$\displaystyle \frac {x}{x+1} + \frac {5}{x}={1}{x^2+x}$
Let's combine the two fractions on the left by using the common denominator of (x+1)(x) [simply the product of the two denominators].
This gives:
$\displaystyle \frac{x^2}{x^2 + x} + \frac{5x + 5}{x^2 + x} = \frac{1}{x^2+x}$
$\displaystyle = \frac{x^2 + 5x + 5}{x^2 + x} = \frac{1}{x^2+x}$.
Since the denominators are both the same, the only way the fractions can be equal is if the numerators are ALSO the same. So, now we don't need to worry about the denominators. We just need to solve:
$\displaystyle x^2 + 5x + 5 = 1$
$\displaystyle x^2 + 5x + 4 = 0$
$\displaystyle (x + 4) (x + 1) = 0$
so x = -4 or x = -1.
Lastly, we need to make sure that, if we plug these values in for x, we don't get zero in the denominator of our original problem.

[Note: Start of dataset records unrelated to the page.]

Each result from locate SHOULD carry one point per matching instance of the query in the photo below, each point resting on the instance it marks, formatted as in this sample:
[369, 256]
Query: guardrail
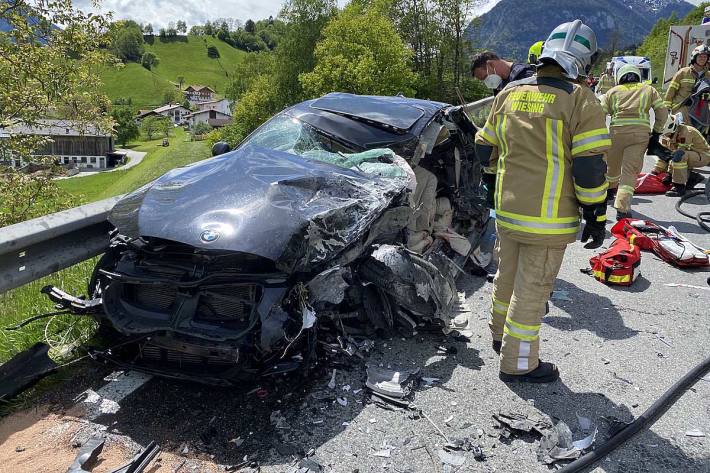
[39, 247]
[44, 245]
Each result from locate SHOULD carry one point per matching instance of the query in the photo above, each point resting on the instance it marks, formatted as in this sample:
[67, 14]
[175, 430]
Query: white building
[222, 105]
[70, 143]
[214, 118]
[176, 112]
[198, 93]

Note that if we plug in x = -1 in the original problem, in the first fraction, we get zero in the denominator. Thus, x = -1 is NOT a valid solution, as it isn't in the domain.
x = -4 doesn't cause any problems, so that's our only answer.
1) Get a common denominator.
2) Combine so you have 1 fraction on each side.
3) Cross-multiply (or, like in this case, if either both numerators or both denominators are the same, you can just throw them out).
4) Solve the remaining polynomial using factoring, quadratic formula, whatever method works best.